L'extrême-droite bientôt de retour au pouvoir en Allemagne?
Pour la première fois depuis la Seconde Guerre mondiale, l'AfD devrait prendre le contrôle d'un des 16 «Länder» allemands. Ce qui inquiète notamment les associations locales et les institutions de justice..
L’Allemagne organise régulièrement des élections régionales, appelées Landtagswahlen (élections des parlements des Länder), pour élire les représentants des 16 États fédérés qui composent le pays. Ces scrutins sont souvent considérés comme des baromètres de l’opinion publique nationale, car ils permettent d’évaluer la popularité des partis avant les élections fédérales. En 2024, plusieurs Länder, dont la Saxe-Anhalt, organisent des élections régionales. Ces scrutins sont particulièrement suivis en raison de la montée en puissance du parti d’extrême droite Alternative für Deutschland (AfD), qui pourrait réaliser des scores historiques. La Saxe-Anhalt, située dans l’est de l’Allemagne, est un territoire où l’AfD est déjà bien implantée, avec des scores élevés lors des précédents scrutins.

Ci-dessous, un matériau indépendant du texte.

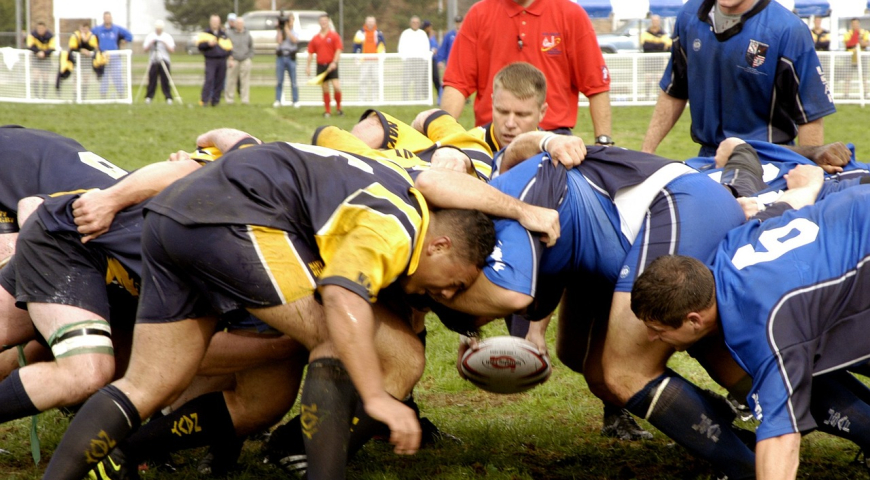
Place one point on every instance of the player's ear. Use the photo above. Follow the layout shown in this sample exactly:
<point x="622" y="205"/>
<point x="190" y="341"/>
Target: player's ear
<point x="440" y="245"/>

L’Alternative für Deutschland (AfD) est un parti politique allemand fondé en 2013, initialement sur une ligne eurosceptique avant d’évoluer vers des positions d’extrême droite, notamment après 2015. Le parti se distingue par son opposition à l’immigration, son rejet des politiques climatiques et son discours critique envers l’Union européenne. En Saxe-Anhalt, l’AfD a progressé de manière significative ces dernières années. Lors des dernières élections régionales en 2021, il avait obtenu 20,8 % des voix, devenant la deuxième force politique du Land. Les sondages actuels indiquent que l’AfD pourrait atteindre entre 30 % et 35 % des intentions de vote, ce qui en ferait le premier parti de la région. Cette progression s’inscrit dans un contexte de mécontentement envers les partis traditionnels, notamment la CDU (Christlich Demokratische Union Deutschlands), le parti de la chancelière Angela Merkel.
Le programme de l’AfD en Saxe-Anhalt comprend plusieurs mesures qui suscitent des débats. Parmi elles, le parti propose de supprimer les cours sur l’immigration et l’histoire contemporaine dans les écoles, arguant que ces sujets seraient « idéologiquement biaisés ». Il souhaite également réformer les universités pour y interdire les « théories critiques » comme le gender studies ou les études postcoloniales, qu’il considère comme des « dogmes ». En matière de justice, l’AfD propose de durcir les peines pour les infractions liées à l’immigration et de faciliter les expulsions. Ces propositions s’inscrivent dans une vision conservatrice et nationaliste de la société. Le parti justifie ces mesures par la volonté de « protéger la culture allemande » et de lutter contre ce qu’il qualifie de « wokisme » dans les institutions publiques.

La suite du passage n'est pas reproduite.